The file HandsOn3.cpp is nearly identical to the last example (with relevant changes indicated by the comment ***** UPDATED FROM HandsOn2 *****), however, its default parameters differ slightly:

  • it defaults to adaptive time-stepping (with the same default tolerances)

  • it defaults to IMEX mode, with advection treated explicitly

  • it defaults to using a preconditioner (discussed below).

Perhaps the most challenging (and most critical) component for a scalable implicit or IMEX time integrator is the creation of an effective, efficient, and scalable preconditioner to accelerate the iterative linear solvers (more on this by other ATPESC speakers). Use of a preconditioner with SUNDIALS requires two steps:

  1. Create preconditioner “setup” and “solve” routines that prepare any data structures necessary to perform preconditioning (called infrequently) and apply the preconditioner (called frequently), respectively.

    Here, we omit the setup function and provide a preconditioner_solve function, that employs a scalable geometric multigrid solver for only the diffusion portion of the problem, \(\nabla \cdot ( D \nabla u )\). This should be a perfect preconditioner when running in IMEX mode, but will only be approximate when running a fully implicit formulation of the problem.

  2. Supply the preconditioning routines to the integrator.
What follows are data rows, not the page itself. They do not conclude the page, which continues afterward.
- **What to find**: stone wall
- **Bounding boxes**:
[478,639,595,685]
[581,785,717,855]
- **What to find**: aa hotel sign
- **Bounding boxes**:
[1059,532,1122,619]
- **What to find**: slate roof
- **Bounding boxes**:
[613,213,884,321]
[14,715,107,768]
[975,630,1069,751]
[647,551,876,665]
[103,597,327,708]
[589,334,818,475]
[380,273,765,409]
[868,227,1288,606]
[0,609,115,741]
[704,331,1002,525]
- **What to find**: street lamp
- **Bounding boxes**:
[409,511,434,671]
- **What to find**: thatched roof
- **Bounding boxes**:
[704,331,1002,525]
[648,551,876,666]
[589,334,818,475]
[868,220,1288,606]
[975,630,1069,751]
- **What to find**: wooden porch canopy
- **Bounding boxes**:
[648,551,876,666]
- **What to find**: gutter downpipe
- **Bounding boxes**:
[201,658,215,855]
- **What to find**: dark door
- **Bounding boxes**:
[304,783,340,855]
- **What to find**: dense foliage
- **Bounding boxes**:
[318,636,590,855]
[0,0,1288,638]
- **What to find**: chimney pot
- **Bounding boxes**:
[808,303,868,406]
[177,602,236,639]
    In our example, when creating the GMRES linear solver, we signal to use left preconditioning here. We then attach the precondition_solve routine to the integrator here.
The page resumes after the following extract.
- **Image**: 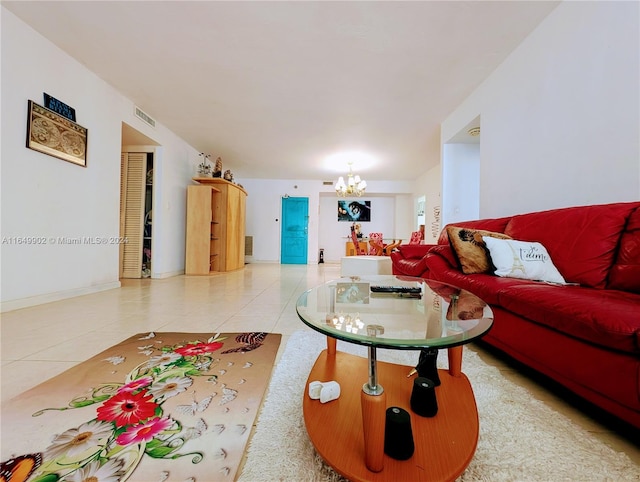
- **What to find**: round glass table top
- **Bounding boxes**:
[296,275,493,349]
Performance with IMEX Integration

Run HandsOn3.CUDA.exe using the default parameters,

mpiexec -n 4 ./HandsOn3.CUDA.exe inputs-3

and again with preconditioning disabled,

mpiexec -n 4 ./HandsOn3.CUDA.exe inputs-3 use_preconditioner=0

Note that the preconditioned version takes longer to run on this coarse problem, but shows significant improvements in the overall number of linear solver iterations. However, as the mesh is refined the preconditioned solver performance will remain relatively “steady”, while the un-preconditioned solver will deteriorate rapidly.
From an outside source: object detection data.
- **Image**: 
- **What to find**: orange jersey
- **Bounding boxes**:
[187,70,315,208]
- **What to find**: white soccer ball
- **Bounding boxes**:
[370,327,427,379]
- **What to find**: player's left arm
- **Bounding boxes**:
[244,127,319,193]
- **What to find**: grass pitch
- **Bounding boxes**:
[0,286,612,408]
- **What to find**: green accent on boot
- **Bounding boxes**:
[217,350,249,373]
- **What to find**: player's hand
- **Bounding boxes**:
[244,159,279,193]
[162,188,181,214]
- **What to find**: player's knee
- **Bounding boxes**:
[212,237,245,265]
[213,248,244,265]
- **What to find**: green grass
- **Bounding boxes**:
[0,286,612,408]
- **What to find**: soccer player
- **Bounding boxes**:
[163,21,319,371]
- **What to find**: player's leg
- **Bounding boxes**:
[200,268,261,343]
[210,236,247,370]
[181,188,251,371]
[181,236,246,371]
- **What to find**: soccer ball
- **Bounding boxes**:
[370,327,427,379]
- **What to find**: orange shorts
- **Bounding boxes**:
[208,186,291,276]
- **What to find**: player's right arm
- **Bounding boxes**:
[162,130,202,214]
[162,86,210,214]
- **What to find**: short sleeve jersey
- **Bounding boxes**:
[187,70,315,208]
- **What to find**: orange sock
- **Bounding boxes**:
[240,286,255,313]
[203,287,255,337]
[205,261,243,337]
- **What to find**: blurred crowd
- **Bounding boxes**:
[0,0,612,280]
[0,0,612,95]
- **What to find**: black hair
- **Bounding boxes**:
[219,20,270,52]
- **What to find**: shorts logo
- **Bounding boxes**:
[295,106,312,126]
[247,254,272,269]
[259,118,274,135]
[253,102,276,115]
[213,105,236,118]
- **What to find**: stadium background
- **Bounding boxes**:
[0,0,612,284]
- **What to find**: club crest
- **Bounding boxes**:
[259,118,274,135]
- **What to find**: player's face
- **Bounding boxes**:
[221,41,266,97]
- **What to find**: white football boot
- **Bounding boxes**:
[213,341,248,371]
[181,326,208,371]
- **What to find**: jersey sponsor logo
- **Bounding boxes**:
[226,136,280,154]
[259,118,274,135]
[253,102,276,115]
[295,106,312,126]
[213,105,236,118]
Performance with Fully Implicit Integration

Re-run HandsOn3.CUDA.exe using a fully-implicit problem formulation,

mpiexec -n 4 ./HandsOn3.CUDA.exe inputs-3 rhs_adv=1

Recall that this preconditioner only “preconditions” the diffusion portion of the problem, so when run in a fully-implicit manner the implicit advection terms are left un-preconditioned. Is this discrepancy noticeable when comparing the integrator statistics (number of time steps, total linear iterations, etc.)?

Scalability Tests

Explore the weak scalability of HandsOn3.CUDA.exe both with and without preconditioning. Here, use from 1 to 256 MPI tasks, with a base grid of \(128^2\) per MPI task, and retain the default temporal adaptivity. The choice of IMEX vs fully implicit is yours. It is recommended that you submit a job script use the batch queue instead of running interactively. Produce a weak scaling plot with these results.

See the Polaris job submission documentation for more details on writing and running job scripts.